Over the holidays, we visited family. I was cleaning up a dinner mess one night when part of a discussion in the next room caught my attention. Someone made a comment about recent allegations in the entertainment industry and someone else concurred. I tried to stay out of it. I was going to be the lone dissenter. The only one willing to side with the victims. I knew it would not be a fruitful conversation. I managed to busy myself for a few minutes longer, but then I heard a tween speak up in agreement. I couldn’t stay silent. The urgency was overwhelming.
Those adults defending the reputations of men they’d never met wanted proof. They wanted evidence of intimacy crimes that often doesn’t exist. They wanted to be able to rely on the magic of rape kits (which didn’t always exist) to bring justice for all. It was easy enough to concede that maybe in some cases sexual assault or rape was a criminal offense, but the blame lays with the victims for not reporting. (Assuming those in authority cared.) As I tried to explain there are (perhaps seemingly trivial) behaviors that lead to us normalizing sexual violence (cat calling, harassment, etc.) the debate exploded. 

I gave examples of how I have normalized harassing behavior by glossing over it in my own life.  I told them how one of the first nights I was getting to know my now spouse I was faced with the decision to trust that he, a man I barely knew through a trusted friend, was more safe than the man following me around the party so he could repeatedly grab my ass. This wasn’t a good example I was told, because men get their asses grabbed also. 
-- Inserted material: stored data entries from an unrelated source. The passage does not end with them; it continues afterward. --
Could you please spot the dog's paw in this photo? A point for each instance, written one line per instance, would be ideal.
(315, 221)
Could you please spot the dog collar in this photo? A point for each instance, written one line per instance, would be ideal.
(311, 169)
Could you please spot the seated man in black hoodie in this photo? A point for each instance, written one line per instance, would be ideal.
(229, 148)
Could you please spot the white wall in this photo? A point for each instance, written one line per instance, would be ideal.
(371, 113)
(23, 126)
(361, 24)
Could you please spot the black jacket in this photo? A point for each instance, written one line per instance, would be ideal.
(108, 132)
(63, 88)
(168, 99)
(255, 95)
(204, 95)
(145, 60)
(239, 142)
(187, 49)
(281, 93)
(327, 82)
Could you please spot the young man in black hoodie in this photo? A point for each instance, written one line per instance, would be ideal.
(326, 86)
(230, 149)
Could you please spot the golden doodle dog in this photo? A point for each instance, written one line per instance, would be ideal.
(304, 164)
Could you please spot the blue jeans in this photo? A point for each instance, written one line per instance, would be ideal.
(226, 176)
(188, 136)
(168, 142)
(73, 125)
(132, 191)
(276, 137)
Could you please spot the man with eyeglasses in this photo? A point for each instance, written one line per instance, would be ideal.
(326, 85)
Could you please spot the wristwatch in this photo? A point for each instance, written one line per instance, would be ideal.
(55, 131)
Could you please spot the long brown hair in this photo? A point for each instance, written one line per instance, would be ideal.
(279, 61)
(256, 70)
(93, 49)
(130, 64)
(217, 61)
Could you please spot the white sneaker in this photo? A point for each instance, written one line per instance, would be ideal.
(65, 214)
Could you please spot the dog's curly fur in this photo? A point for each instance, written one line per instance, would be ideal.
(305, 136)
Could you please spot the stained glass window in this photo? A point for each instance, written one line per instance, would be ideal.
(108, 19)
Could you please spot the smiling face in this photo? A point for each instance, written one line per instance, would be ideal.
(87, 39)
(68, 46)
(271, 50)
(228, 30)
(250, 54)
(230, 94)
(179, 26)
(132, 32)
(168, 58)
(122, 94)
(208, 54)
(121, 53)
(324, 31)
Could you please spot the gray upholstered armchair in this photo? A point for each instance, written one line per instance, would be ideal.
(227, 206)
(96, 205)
I was asked for examples of harassment that are wrong but not necessarily illegal. Once again, my own experience came to mind quickly. 

I told my loved ones about the Thanksgiving night when I was home from college, catching up with one of my two male best friends. I was telling him happily about the guy I had just started seeing, and how I could not wait to get back to see him again. My closest and dearest friend, someone I had never once felt unsafe with and often ran to in times of crisis, took this as an opportunity to climb on top of me. No matter how hard I struggled, no matter how many times his lips met my “No.” “Stop.” he pressed on. 

My loved ones’ response? “Did you report it?” I could only ask “Report what?" I wasn’t raped. He didn’t need to take off my jeans or my sweater to fondle me. “Report it to who?” There is no evidence. Who would care?

“You should have told his mother.”

In this moment, I remembered why I would remind my clients to be sure the person they chose to disclose trauma to was a safe person. In this moment, I realized the last few months had unknowingly opened a wound I did not know was there. As I walked away, I heard the child say again, “Those women should have spoken up sooner.”

I sat in the downstairs room alone. I wondered if I had mentioned his mother did not speak English, would it matter? If I had told them I begged my dad to take me back to school early, would they see the hurt? If I had told them that I had called our other best friend once I was back at school to confide in him and that he told me he was sure it did not happen the way I had described it, would that help them to see my point? If I marched back up the stairs and explained how the worst twenty minutes of my life up to that point meant I lost both of my best friends, would they understand?

I stayed downstairs. One by one, my young children came down. One by one, I tucked them in, vowing to be the safe person in their lives. 


Speaking up hurts, but it is important work.